A bevy of service providers, including AT&T Corp., WorldCom Inc. and Cable and Wireless plc., are vying to fill the void in the $4 billion Web hosting industry created by the demise of Exodus Communications Inc. while sidestepping titans such as IBM and Electronic Data Systems Corp.
But since anyone can build a secure data center—and smaller, regional companies everywhere are doing just that—the larger telecommunications companies and holding companies that now control all but the elite enterprise hosting customers are suddenly becoming feature-happy.
At Internet World in New York earlier this month, AT&T, of Basking Ridge, N.J., announced new services for load balancing, data storage, security and VPNs (virtual private networks). The storage service will use storage area networking and network-attached storage units from EMC Corp., although customers can specify otherwise, said Paul Digiacomo, director of AT&T managed storage services.
The load balancing will work between data centers and between customer locations. Meanwhile, the new security features scan customer Web sites for vulnerabilities, and the VPN options are for remote access to networks and hosted applications.
Also at Internet World, WorldCom, of Clinton, Miss., announced hosting packages for small and midmarket enterprises in a joint announcement with its Digex Inc. division, of Laurel, Md.
“Today thats a market thats not well-served and has a high propensity to outsource,” said Ron McMurtrie, vice president of WorldCom Global e-Services.
The services are preconfigured, offer capacity on demand and are accessible through a customer services portal. The packages, on Sun Microsystems Inc. and Microsoft Corp. systems, are available now in the United States, England and Canada and will be available in France, Germany and Japan early next year.

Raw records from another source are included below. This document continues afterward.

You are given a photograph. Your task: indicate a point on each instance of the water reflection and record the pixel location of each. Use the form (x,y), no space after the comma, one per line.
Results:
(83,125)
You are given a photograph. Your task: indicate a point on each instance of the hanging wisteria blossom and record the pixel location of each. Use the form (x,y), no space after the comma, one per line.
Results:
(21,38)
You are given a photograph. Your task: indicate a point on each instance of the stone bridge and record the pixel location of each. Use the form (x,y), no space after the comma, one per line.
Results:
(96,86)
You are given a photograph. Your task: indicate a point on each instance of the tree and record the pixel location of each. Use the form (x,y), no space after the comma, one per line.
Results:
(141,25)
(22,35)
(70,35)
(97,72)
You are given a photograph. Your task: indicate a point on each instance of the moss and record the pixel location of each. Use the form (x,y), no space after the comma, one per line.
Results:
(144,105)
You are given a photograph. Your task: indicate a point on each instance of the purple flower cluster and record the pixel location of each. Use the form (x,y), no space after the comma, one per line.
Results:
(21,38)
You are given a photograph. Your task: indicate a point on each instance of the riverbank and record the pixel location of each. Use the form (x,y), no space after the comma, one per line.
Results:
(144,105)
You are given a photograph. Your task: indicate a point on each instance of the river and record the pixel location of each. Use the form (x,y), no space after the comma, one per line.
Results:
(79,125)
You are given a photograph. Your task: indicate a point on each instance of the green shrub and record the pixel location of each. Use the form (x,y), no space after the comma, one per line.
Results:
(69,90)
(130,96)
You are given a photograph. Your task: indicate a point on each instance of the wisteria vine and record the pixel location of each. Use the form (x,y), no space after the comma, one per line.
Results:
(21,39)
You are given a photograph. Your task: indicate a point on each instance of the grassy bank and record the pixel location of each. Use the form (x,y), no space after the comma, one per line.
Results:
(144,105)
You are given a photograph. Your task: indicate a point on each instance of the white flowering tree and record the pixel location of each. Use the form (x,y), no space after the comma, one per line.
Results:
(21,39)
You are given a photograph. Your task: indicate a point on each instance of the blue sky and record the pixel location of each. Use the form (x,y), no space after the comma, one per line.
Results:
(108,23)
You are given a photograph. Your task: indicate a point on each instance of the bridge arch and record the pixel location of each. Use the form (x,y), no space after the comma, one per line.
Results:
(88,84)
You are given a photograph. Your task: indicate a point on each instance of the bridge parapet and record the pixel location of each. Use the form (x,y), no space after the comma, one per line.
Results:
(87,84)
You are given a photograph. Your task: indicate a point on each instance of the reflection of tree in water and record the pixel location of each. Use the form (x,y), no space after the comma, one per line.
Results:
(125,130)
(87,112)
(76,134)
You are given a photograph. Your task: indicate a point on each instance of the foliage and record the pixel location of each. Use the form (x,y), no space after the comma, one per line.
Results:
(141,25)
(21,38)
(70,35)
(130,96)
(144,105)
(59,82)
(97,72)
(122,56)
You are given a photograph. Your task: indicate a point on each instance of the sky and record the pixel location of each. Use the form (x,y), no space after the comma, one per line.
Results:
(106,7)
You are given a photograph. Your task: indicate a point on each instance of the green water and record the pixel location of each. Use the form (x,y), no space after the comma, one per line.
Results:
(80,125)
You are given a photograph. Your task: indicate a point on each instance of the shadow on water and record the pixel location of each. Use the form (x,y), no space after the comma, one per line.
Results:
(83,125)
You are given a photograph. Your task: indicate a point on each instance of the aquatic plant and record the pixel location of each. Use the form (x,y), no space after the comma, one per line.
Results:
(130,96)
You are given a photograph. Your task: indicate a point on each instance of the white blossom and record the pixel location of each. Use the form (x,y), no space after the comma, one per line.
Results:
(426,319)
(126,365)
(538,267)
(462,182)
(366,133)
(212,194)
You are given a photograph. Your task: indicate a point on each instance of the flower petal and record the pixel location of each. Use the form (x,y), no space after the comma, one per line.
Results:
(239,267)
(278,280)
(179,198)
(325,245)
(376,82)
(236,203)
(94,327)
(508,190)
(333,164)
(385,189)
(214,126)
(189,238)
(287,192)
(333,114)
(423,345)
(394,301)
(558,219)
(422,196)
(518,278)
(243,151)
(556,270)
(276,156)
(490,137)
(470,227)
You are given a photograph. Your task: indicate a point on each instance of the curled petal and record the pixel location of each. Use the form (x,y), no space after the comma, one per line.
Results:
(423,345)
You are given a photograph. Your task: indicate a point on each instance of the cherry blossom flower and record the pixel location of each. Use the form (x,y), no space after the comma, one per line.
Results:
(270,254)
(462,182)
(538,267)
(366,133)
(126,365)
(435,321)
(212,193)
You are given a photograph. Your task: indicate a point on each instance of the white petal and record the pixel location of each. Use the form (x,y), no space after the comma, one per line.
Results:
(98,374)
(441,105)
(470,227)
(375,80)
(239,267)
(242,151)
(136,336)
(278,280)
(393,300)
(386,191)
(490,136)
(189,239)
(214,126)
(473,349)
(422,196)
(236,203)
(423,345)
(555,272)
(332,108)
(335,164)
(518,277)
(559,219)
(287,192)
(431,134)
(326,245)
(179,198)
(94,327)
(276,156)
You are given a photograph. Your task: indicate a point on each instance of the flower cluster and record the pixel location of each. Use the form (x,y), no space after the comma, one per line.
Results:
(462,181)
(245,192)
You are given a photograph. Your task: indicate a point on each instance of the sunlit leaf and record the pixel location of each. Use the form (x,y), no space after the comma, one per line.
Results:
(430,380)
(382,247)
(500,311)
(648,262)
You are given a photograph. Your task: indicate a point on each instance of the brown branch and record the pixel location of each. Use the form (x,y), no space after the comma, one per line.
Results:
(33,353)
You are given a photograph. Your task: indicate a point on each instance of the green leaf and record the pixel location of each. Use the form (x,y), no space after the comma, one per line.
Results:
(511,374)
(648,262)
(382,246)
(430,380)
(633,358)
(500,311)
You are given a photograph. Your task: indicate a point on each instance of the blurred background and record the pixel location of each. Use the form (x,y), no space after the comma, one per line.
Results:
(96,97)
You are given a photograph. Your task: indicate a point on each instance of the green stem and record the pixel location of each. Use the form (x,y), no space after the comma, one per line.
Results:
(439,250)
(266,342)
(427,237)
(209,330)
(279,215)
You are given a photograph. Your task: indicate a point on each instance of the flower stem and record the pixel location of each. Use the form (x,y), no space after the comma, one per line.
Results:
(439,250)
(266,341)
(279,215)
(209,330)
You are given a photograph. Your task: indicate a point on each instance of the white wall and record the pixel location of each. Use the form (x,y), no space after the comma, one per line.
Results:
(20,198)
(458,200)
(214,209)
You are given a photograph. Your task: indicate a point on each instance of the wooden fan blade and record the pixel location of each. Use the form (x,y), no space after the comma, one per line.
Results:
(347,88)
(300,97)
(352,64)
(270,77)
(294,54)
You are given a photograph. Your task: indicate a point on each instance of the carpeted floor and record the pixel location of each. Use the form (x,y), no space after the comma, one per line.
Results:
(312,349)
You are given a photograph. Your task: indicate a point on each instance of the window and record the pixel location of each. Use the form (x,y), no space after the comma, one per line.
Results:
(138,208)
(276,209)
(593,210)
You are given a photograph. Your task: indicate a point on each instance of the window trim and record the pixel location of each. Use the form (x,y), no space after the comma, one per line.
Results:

Another midmarket hosting company at Internet World, Divine Inc. subsidiary Data Return Corp., of Dallas, now hosts the low end of IBM Global Services hosting contracts, according to sources close to the company. Divine gained steam in the hosting niche this year, also acquiring Intira Corp., of Pleasanton, Calif., and still other more regional acquisitions are likely, Divine officials said this fall. In addition, C&W subsidiary Digital Island Inc., of San Francisco, now supports Seattle-based RealNetworks Inc.s RealSystem Media Commerce Suite, officials said. C&W bought the bankrupt Exodus earlier this month.
For Jeff Carter, director of technology at Elogex Inc., the news from Digex and its peers is encouraging.
“From our perspective, [midmarket customers] dont have a clear grasp on things like performance testing and ways to manage their security and things of that sort,” said Carter, in Charlotte, N.C. “In those cases, I think its a pretty good bargain.”
But the way that hosting companies such as Digex keep users insulated from such realities can be both positive and negative, Carter said.
“The disadvantages are you lose some control over your network, [and] it takes time to make changes,” he said.
Hosting companies could make outsourcing more attractive to enterprises by allowing users to buy equipment at the end of the lease, which would enable users to write off the depreciation costs of the equipment, Carter said.